Más adelante, el autor de Guerra y paz —solo con estos dos libros, que apenas he citado, Tolstoi demostró que para él no eran un problema ni la forma ni el fondo—, anota sentencias como éstas: “no le interesan los problemas del mundo”; “no domina, en ninguna de sus obras, el carácter de sus personajes”; “a consecuencia de su cinismo, pierde por completo la verosimilitud”; “resuelve las situaciones más importantes improvisando”; “sus personajes hablan de una manera que resulta imposible”; “en sus obras hay de todo, menos credibilidad”.
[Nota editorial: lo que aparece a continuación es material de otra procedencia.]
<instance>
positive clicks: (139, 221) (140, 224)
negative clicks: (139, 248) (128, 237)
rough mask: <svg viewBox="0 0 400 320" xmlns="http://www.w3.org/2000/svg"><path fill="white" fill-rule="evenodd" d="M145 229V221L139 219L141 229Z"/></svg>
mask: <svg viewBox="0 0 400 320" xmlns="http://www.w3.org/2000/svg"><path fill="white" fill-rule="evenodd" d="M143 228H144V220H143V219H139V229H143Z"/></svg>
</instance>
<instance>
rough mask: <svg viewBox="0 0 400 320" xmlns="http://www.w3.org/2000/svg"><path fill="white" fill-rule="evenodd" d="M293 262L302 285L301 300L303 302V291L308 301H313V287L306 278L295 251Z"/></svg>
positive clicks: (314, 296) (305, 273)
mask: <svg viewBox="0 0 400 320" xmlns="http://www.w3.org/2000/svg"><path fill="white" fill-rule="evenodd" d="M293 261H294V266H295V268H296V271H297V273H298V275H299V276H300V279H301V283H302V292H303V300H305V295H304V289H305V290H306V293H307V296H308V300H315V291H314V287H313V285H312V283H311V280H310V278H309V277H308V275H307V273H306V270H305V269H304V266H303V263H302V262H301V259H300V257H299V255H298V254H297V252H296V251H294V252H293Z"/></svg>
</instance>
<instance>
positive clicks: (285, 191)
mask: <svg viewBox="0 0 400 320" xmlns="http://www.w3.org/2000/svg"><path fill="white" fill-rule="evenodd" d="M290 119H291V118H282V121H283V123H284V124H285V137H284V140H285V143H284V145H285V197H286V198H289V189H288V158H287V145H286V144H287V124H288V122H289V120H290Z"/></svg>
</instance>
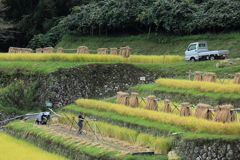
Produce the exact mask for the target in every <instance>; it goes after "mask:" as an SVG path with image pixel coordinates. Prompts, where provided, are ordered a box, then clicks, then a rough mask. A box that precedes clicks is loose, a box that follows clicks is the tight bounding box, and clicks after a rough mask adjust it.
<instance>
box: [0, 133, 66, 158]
mask: <svg viewBox="0 0 240 160" xmlns="http://www.w3.org/2000/svg"><path fill="white" fill-rule="evenodd" d="M0 141H1V154H0V159H1V160H9V159H19V160H21V159H22V160H24V159H35V160H42V159H58V160H67V158H65V157H61V156H59V155H57V154H53V153H50V152H47V151H45V150H43V149H40V148H38V147H37V146H35V145H34V144H31V143H29V142H26V141H24V140H20V139H16V138H14V137H12V136H10V135H8V134H6V133H4V132H0ZM22 146H24V147H22Z"/></svg>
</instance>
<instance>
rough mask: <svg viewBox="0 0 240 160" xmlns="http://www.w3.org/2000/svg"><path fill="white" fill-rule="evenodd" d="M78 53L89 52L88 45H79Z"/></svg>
mask: <svg viewBox="0 0 240 160" xmlns="http://www.w3.org/2000/svg"><path fill="white" fill-rule="evenodd" d="M77 53H88V47H87V46H79V47H78V48H77Z"/></svg>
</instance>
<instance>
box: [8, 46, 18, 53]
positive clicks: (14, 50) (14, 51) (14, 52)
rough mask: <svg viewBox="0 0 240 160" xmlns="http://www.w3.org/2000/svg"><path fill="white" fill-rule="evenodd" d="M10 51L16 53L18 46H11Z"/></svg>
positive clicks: (8, 50)
mask: <svg viewBox="0 0 240 160" xmlns="http://www.w3.org/2000/svg"><path fill="white" fill-rule="evenodd" d="M8 53H16V47H9V49H8Z"/></svg>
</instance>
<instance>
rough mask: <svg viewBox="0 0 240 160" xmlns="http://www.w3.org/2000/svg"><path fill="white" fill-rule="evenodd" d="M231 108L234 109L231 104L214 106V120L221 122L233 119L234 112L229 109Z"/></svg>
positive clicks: (232, 120) (227, 120)
mask: <svg viewBox="0 0 240 160" xmlns="http://www.w3.org/2000/svg"><path fill="white" fill-rule="evenodd" d="M231 109H234V107H233V106H232V105H222V106H216V107H215V108H214V111H215V116H214V121H217V122H223V123H225V122H233V121H235V120H236V114H235V113H234V111H231Z"/></svg>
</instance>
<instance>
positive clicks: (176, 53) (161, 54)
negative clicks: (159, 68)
mask: <svg viewBox="0 0 240 160" xmlns="http://www.w3.org/2000/svg"><path fill="white" fill-rule="evenodd" d="M239 37H240V33H238V32H233V33H224V34H208V33H207V34H201V35H187V36H177V35H171V34H158V35H155V34H151V35H150V36H148V35H147V34H143V35H135V36H121V37H78V36H65V37H63V39H62V41H61V42H60V43H59V44H57V45H56V46H55V48H58V47H63V48H64V49H76V48H77V47H78V46H87V47H88V48H89V49H90V50H97V49H98V48H115V47H117V48H120V47H124V46H129V47H131V48H133V50H132V54H140V55H181V56H184V52H185V50H186V48H187V47H188V45H189V44H190V43H193V42H197V41H207V43H208V47H209V50H218V49H228V50H229V51H230V55H229V57H230V58H232V57H235V58H236V57H239V54H240V43H239V42H240V38H239Z"/></svg>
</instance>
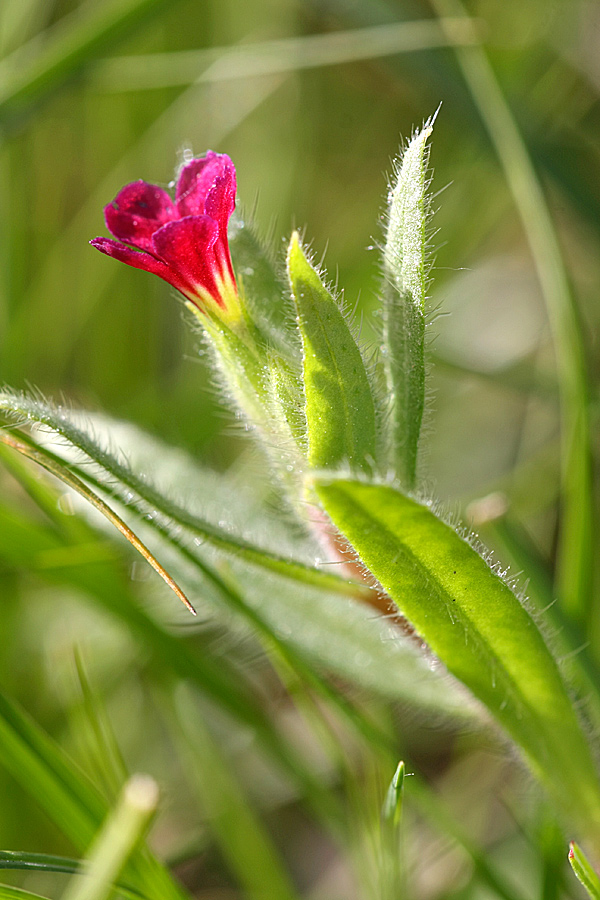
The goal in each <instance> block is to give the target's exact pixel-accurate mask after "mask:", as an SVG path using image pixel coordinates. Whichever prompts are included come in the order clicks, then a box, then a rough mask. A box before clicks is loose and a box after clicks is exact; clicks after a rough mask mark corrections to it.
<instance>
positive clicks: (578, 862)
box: [569, 841, 600, 900]
mask: <svg viewBox="0 0 600 900" xmlns="http://www.w3.org/2000/svg"><path fill="white" fill-rule="evenodd" d="M569 862H570V863H571V868H572V869H573V871H574V872H575V875H576V876H577V878H578V879H579V881H580V882H581V883H582V885H583V886H584V888H585V889H586V891H587V892H588V894H589V895H590V897H591V900H600V878H598V875H597V873H596V871H595V870H594V868H593V867H592V865H591V863H590V862H588V860H587V858H586V856H585V854H584V852H583V850H582V849H581V847H580V846H579V845H578V844H576V843H575V841H571V843H570V844H569Z"/></svg>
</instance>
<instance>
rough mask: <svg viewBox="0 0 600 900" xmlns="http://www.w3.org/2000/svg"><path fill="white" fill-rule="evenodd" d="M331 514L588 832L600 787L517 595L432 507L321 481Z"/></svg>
mask: <svg viewBox="0 0 600 900" xmlns="http://www.w3.org/2000/svg"><path fill="white" fill-rule="evenodd" d="M314 486H315V489H316V491H317V494H318V496H319V497H320V499H321V502H322V504H323V507H324V508H325V510H326V512H327V513H328V514H329V516H330V517H331V519H332V520H333V522H334V524H335V525H336V526H337V527H338V528H339V529H340V531H341V532H342V534H344V535H345V537H346V538H348V540H349V541H350V543H351V544H352V546H353V547H354V549H355V550H356V552H357V553H358V554H359V556H360V558H361V560H362V561H363V563H364V564H365V565H366V566H367V567H368V568H369V569H370V571H371V572H372V573H373V575H374V577H375V578H377V580H378V581H379V582H380V583H381V584H382V586H383V587H384V589H385V590H386V591H387V593H388V594H389V596H390V597H392V599H393V600H394V601H395V602H396V603H397V604H398V606H399V607H400V608H401V610H402V612H403V613H404V614H405V615H406V617H407V618H408V619H409V621H411V622H412V623H413V624H414V626H415V628H416V629H417V631H418V633H419V634H420V635H421V636H422V637H423V639H424V640H426V641H427V643H428V644H429V646H430V647H431V649H432V650H433V652H434V653H435V654H436V655H437V656H438V657H439V658H440V659H441V660H442V661H443V662H444V663H445V665H446V666H447V668H448V669H449V671H450V672H452V674H453V675H455V676H456V677H457V678H458V679H459V680H460V681H462V682H463V683H464V684H465V685H467V687H468V688H469V689H470V690H471V691H472V692H473V694H475V696H476V697H478V698H479V699H480V700H481V701H482V702H483V703H484V704H485V706H486V707H487V708H488V710H489V711H490V713H491V714H492V715H493V716H494V717H495V718H496V719H497V721H498V722H499V723H500V724H501V725H502V726H503V727H504V728H505V729H506V731H507V732H508V733H509V734H510V736H511V737H512V738H513V740H514V741H515V742H516V743H517V745H518V746H519V747H520V749H521V751H522V753H523V755H524V756H525V758H526V759H527V760H528V762H529V764H530V766H531V767H532V769H533V770H534V772H535V773H536V774H537V776H538V777H539V778H540V780H541V781H542V782H543V784H544V785H545V787H546V789H547V790H548V792H549V793H550V795H551V796H552V797H553V800H554V802H555V803H556V804H557V805H558V808H559V809H560V810H561V811H562V813H563V815H566V816H567V818H569V819H570V820H571V821H572V822H573V823H575V824H576V827H577V828H578V829H579V830H580V832H581V834H583V835H585V836H587V837H588V838H589V839H590V840H597V839H598V838H599V837H600V783H599V781H598V774H597V771H596V766H595V763H594V760H593V758H592V754H591V751H590V748H589V746H588V743H587V740H586V739H585V737H584V735H583V733H582V730H581V726H580V723H579V720H578V718H577V715H576V713H575V711H574V708H573V705H572V702H571V699H570V696H569V693H568V690H567V688H566V686H565V683H564V681H563V679H562V677H561V675H560V672H559V669H558V665H557V663H556V661H555V659H554V657H553V656H552V654H551V652H550V650H549V649H548V646H547V644H546V642H545V640H544V638H543V637H542V634H541V632H540V631H539V630H538V628H537V626H536V624H535V622H534V621H533V619H532V618H531V616H530V615H529V613H528V612H527V610H526V609H525V607H524V606H523V604H522V602H521V601H520V600H519V599H518V598H517V597H516V596H515V594H514V593H513V591H512V590H511V588H510V587H509V586H508V585H507V584H506V583H505V582H504V581H503V580H502V578H501V577H500V576H499V575H498V574H497V573H496V572H495V571H493V570H492V569H491V568H490V567H489V566H488V564H487V563H486V562H485V561H484V559H482V557H481V556H480V555H479V554H478V553H477V552H476V551H475V550H474V549H473V547H472V546H471V545H470V544H469V543H468V542H467V541H466V540H464V539H463V538H462V537H460V536H459V535H458V534H457V533H456V532H455V531H454V530H453V529H452V528H451V527H450V526H449V525H446V524H445V523H444V522H443V521H441V520H440V519H439V518H438V517H437V516H436V515H435V514H434V513H433V511H432V510H431V508H430V507H429V506H426V505H423V504H422V503H419V502H417V501H415V500H413V499H412V498H410V497H408V496H406V495H404V494H402V493H400V492H399V491H397V490H395V489H394V488H392V487H390V486H388V485H377V484H366V483H361V482H357V481H352V480H349V479H337V480H332V479H327V478H326V476H325V475H323V476H320V477H319V478H315V479H314Z"/></svg>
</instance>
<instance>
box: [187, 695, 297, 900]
mask: <svg viewBox="0 0 600 900" xmlns="http://www.w3.org/2000/svg"><path fill="white" fill-rule="evenodd" d="M173 707H174V709H173V712H172V714H171V716H172V718H173V719H174V726H173V727H174V728H176V729H177V731H178V732H179V733H180V740H179V741H178V742H177V743H178V746H179V747H180V753H181V754H182V757H183V763H184V767H185V771H186V773H187V774H188V775H189V777H190V786H191V788H192V790H195V792H196V793H197V795H198V798H199V800H200V805H201V808H202V809H203V812H204V815H205V817H206V821H207V824H208V827H209V829H210V830H211V832H212V833H213V835H214V838H215V840H216V841H217V843H218V845H219V848H220V851H221V853H222V855H223V857H224V859H225V860H226V862H227V865H228V867H229V869H230V871H231V873H232V874H233V875H234V877H235V879H236V881H237V882H238V883H239V885H240V886H241V888H242V890H243V893H244V896H247V897H248V898H250V900H264V898H266V897H268V898H269V900H298V894H297V893H296V890H295V889H294V887H293V885H292V883H291V881H290V876H289V875H288V873H287V871H286V868H285V865H284V863H283V860H282V859H281V857H280V854H279V853H278V851H277V849H276V847H275V845H274V843H273V841H272V840H271V838H270V836H269V834H268V833H267V831H266V829H265V827H264V825H263V823H262V821H261V819H260V817H259V816H258V815H257V813H256V812H255V810H254V808H253V806H252V805H251V803H250V801H249V799H248V798H247V797H246V796H245V792H244V790H243V788H242V785H241V784H240V783H239V781H238V779H237V778H236V773H235V772H234V771H232V769H231V766H230V765H229V764H228V760H227V757H226V756H225V755H224V753H223V750H222V747H221V746H219V745H218V744H217V743H216V742H215V738H214V737H213V735H212V734H211V732H210V730H209V728H208V726H207V725H206V723H205V722H204V721H203V718H202V716H201V714H200V710H199V709H198V704H197V702H196V699H195V698H194V697H193V695H192V694H191V692H190V690H189V688H187V689H186V686H185V685H179V686H178V688H177V690H176V691H175V695H174V697H173ZM172 730H173V729H172Z"/></svg>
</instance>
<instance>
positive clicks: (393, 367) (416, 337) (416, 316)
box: [382, 122, 432, 489]
mask: <svg viewBox="0 0 600 900" xmlns="http://www.w3.org/2000/svg"><path fill="white" fill-rule="evenodd" d="M431 132H432V123H431V122H428V123H426V125H425V127H424V128H423V129H422V131H420V132H417V133H416V134H415V136H414V137H413V138H412V140H411V141H410V143H409V144H408V146H407V147H406V149H405V151H404V153H403V154H402V156H401V158H400V160H399V162H398V164H397V167H396V172H397V176H396V180H395V183H394V184H393V185H392V187H391V189H390V193H389V206H388V212H387V230H386V240H385V246H384V251H383V275H384V285H383V346H382V356H383V359H384V364H385V369H386V375H387V382H388V390H389V398H390V400H389V405H390V415H389V417H388V447H389V453H390V457H391V459H390V462H391V464H392V468H393V469H394V470H395V472H396V474H397V476H398V478H399V479H400V480H401V481H402V483H403V484H404V485H405V487H406V488H408V489H411V488H413V487H414V486H415V483H416V477H417V458H418V450H419V437H420V434H421V424H422V420H423V410H424V408H425V357H424V344H425V312H424V301H425V292H426V283H427V265H426V259H427V254H426V244H427V220H428V216H429V198H428V195H427V187H428V177H427V166H428V157H429V152H428V146H427V140H428V138H429V136H430V135H431Z"/></svg>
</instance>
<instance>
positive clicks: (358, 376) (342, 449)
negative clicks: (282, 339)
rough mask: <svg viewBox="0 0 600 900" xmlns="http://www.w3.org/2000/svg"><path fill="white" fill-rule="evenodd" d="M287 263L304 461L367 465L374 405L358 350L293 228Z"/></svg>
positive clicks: (367, 468) (367, 463)
mask: <svg viewBox="0 0 600 900" xmlns="http://www.w3.org/2000/svg"><path fill="white" fill-rule="evenodd" d="M287 264H288V275H289V279H290V285H291V288H292V294H293V297H294V302H295V304H296V310H297V313H298V322H299V326H300V333H301V335H302V344H303V348H304V388H305V393H306V420H307V426H308V458H309V461H310V463H311V465H313V466H315V467H316V468H336V467H337V466H340V465H342V464H346V465H350V466H351V467H352V468H353V469H363V470H364V469H366V470H370V469H371V468H372V466H373V463H374V462H375V458H376V447H375V408H374V404H373V397H372V395H371V387H370V384H369V379H368V376H367V372H366V369H365V365H364V362H363V359H362V357H361V354H360V350H359V349H358V346H357V344H356V341H355V340H354V337H353V336H352V333H351V331H350V329H349V328H348V325H347V323H346V320H345V319H344V316H343V315H342V313H341V312H340V309H339V308H338V305H337V303H336V302H335V300H334V298H333V297H332V296H331V294H330V293H329V291H328V290H327V288H326V287H325V286H324V284H323V283H322V281H321V279H320V277H319V275H318V274H317V272H316V270H315V269H314V268H313V267H312V266H311V265H310V263H309V262H308V260H307V258H306V255H305V253H304V251H303V249H302V247H301V245H300V238H299V236H298V234H297V233H294V234H293V235H292V239H291V241H290V246H289V250H288V260H287Z"/></svg>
Dice George Orwell —recordarán que antes anoté acá que, en las reyertas en las que el tiempo es el terreno, a veces aparece un tercer individuo, para encargarse de la defensa de la obra que fuera atacada—: "En pocas palabras, (Tolstoi) lo acusa (a Shakespeare) de ser un escritor atropellado y descuidado, un hombre de moral dudosa y, por encima de todo, lo acusa de no ser un pensador". Y aunque el objetivo del autor de 1984 es defender a su compatriota, muy pronto acepta que Tolstoi tiene razón.

"Lo que dice Tolstoi, en el fondo, es cierto", escribe Orwell: "Shakespeare no es un pensador, y los críticos que afirman que era uno de los grandes filósofos del mundo no sabían lo que decían: sus pensamientos no son más que un batiburrillo, en un cajón de sastre". Al darle la razón a Tolstoi, sin embargo, el ensayista inglés más importante del siglo XX también se la quita.

Porque hacia la conclusión de su texto asevera: "Dentro de ciertos límites, un pensamiento pobre o una moral pobre pueden ser buena literatura". Y es que, al final, como podemos ver en esta conflagración, el asunto es si la literatura debe atender a la forma y al fondo. O si puede recargarse sobre una de esas dos sus patas.

Por suerte, para nosotros, en el siglo XXI y gracias, en buena medida, a quienes escribieron antes que nosotros y combatieron en serio, esta es una polémica tan rica como abierta: la disputa forma y fondo que dio paso a la de forma o fondo, hoy es otra distinta.

El asunto son las posibilidades de la forma como fondo y en las del fondo como forma. Lo anticipó Juan José Saer, cuando lanzó el trapo que ninguno de sus contemporáneos se atrevió a levantar. La moral está en la elección de una u otra palabra, tanto como la estética determina las historia contamos y que nos contamos. De ahí que, aún estando de acuerdo con Tolstoi y Orwell, uno pueda leer a Shakespeare sin que su obra se vea afectada. Como cuando, consciente de la inutilidad del fútbol, ves un partido y un gol te enloquece.